Happily, my training is working and progressing nicely. Today, both horses loaded onto the trailer and allowed me to shut the doors without backing out once on the way to the arena. On the way home, Lila was perfect again, but Elsie backed out just once, then relaxed after that. That was awesome.

Also, I was able to park the truck and trailer in the barn yesterday, then back it out again today. It’s a tight space on a hill, and the angles for entry are awkward, but I did it! Yay me!

I still have more work to do, of course. For ease of evacuation, particularly if I’m not nearby, I want Lila and Elsie to be not just willing but downright eager to load for anyone, whether Paul or my neighbors. Also, I need more practice driving the truck with the trailer, with and without the horses.

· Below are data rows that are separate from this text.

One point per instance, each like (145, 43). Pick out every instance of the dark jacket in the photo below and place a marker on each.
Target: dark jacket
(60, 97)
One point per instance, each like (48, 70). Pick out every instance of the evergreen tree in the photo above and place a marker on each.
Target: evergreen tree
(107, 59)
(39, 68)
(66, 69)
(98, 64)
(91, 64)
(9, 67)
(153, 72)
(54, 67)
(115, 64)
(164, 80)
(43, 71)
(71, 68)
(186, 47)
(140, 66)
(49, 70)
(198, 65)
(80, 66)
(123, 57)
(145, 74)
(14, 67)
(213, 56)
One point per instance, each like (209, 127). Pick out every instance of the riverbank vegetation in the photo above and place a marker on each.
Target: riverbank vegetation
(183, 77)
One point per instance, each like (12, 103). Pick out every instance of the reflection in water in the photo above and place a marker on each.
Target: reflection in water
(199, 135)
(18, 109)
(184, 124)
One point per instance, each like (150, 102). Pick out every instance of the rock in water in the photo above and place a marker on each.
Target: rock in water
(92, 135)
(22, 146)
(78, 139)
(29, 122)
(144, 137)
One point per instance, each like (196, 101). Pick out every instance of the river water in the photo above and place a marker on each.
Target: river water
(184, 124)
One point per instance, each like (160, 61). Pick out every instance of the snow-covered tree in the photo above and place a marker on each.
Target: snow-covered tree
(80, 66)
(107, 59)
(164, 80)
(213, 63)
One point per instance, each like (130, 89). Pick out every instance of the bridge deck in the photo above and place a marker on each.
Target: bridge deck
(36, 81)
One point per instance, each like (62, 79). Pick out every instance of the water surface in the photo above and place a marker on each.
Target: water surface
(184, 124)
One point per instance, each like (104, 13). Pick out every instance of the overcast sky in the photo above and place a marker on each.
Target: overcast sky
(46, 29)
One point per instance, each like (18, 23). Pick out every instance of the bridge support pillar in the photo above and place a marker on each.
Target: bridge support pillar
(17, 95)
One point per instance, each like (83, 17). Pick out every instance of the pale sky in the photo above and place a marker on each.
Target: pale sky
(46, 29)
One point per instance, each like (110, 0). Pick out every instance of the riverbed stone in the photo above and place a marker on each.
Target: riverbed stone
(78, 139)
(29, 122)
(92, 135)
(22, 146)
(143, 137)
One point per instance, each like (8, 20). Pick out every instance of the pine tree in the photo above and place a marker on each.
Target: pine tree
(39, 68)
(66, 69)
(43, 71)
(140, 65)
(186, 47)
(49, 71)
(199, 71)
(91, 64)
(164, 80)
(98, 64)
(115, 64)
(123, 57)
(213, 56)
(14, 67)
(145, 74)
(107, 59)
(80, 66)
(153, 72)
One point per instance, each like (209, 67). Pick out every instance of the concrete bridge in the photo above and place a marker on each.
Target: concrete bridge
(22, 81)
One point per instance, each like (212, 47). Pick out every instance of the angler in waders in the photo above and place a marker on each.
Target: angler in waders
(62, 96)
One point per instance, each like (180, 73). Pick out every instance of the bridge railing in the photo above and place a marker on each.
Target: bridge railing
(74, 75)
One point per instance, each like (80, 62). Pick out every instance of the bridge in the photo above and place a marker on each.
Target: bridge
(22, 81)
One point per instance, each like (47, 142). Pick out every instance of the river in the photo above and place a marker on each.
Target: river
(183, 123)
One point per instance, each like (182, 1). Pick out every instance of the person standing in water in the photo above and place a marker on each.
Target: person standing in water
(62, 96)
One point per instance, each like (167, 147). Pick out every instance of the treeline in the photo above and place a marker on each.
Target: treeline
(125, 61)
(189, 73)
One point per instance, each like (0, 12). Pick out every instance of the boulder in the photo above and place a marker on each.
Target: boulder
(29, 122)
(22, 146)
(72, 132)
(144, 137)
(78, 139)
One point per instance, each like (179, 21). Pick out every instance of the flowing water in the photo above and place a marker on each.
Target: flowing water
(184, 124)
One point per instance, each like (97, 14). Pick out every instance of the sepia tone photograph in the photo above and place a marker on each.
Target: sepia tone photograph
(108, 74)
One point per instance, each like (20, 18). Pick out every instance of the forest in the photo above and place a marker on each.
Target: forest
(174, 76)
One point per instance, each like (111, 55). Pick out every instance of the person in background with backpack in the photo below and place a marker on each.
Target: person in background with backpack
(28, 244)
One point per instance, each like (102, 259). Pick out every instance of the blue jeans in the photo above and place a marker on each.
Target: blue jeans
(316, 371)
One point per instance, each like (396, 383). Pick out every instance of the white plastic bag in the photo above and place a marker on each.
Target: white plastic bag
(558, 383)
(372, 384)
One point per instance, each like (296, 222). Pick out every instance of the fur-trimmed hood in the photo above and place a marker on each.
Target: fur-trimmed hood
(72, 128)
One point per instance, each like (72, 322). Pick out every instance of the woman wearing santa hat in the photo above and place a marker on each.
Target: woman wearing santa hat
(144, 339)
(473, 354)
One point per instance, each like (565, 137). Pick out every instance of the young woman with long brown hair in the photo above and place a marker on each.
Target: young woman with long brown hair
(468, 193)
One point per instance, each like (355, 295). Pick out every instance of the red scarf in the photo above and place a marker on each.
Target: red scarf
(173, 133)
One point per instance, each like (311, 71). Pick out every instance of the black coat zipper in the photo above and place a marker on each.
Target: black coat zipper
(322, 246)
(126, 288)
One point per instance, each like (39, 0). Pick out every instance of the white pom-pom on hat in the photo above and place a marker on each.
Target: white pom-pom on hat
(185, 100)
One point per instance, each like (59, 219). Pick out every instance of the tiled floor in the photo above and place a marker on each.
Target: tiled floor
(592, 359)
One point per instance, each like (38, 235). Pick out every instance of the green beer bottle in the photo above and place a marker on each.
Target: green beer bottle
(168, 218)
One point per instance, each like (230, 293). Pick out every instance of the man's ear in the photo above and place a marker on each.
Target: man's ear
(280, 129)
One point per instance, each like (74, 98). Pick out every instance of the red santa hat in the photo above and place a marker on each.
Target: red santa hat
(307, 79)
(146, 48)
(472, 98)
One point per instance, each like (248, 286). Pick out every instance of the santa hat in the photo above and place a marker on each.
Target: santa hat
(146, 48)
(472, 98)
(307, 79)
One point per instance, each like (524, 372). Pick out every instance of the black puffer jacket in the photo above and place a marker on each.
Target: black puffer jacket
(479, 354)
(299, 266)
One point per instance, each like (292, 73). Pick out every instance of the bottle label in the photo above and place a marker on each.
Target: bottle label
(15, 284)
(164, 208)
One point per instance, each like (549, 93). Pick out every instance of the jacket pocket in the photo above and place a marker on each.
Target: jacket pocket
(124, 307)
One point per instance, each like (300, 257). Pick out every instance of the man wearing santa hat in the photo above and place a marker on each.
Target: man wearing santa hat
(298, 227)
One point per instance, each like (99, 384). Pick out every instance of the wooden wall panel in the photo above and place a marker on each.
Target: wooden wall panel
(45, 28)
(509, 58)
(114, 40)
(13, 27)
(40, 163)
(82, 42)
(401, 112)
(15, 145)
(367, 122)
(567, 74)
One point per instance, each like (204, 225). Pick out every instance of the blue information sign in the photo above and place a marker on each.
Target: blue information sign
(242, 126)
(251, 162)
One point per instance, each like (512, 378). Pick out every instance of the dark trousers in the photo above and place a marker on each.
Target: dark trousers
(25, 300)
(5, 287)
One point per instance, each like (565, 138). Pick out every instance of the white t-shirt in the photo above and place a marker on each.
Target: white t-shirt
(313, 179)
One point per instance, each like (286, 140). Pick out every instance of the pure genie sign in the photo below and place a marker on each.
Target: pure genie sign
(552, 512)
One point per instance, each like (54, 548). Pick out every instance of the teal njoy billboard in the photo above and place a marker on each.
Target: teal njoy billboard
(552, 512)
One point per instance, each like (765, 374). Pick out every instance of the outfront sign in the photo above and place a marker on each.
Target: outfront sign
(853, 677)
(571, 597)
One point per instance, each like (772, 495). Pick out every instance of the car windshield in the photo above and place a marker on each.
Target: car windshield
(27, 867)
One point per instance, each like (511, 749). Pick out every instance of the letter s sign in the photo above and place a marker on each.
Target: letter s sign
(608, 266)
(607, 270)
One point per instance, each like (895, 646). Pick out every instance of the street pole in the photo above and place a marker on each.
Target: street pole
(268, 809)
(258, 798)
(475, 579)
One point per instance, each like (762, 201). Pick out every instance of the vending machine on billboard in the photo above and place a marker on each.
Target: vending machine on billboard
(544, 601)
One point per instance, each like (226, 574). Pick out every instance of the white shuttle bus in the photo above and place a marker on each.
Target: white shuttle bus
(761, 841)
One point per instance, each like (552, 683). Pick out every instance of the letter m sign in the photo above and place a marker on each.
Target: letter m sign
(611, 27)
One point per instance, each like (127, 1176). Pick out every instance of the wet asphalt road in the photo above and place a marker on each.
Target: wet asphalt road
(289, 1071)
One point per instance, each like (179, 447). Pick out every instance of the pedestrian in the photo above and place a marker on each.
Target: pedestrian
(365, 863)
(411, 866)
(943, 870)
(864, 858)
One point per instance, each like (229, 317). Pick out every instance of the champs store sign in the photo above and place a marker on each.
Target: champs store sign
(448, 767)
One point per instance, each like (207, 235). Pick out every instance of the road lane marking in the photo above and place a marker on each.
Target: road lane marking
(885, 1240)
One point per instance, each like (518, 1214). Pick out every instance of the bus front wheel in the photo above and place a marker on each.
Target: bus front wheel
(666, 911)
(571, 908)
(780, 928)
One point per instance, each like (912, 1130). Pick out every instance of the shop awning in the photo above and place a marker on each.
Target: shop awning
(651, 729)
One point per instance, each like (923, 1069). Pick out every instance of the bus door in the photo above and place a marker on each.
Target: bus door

Honestly, I was scared to buy a truck and trailer. Okay, maybe even petrified. Before this week, I’d only driven with a horse in a trailer once in my whole life. I knew nothing about buying a trailer and little about buying a truck. So I’m really proud of myself that I took this scary leap into the unknown — and that I did it so darn quickly. Now I’m feeling much more confident and capable. Best of all, I’m starting to look forward to all the fabulous adventures that I’ll have with my horses now that I can transport them hither and thither!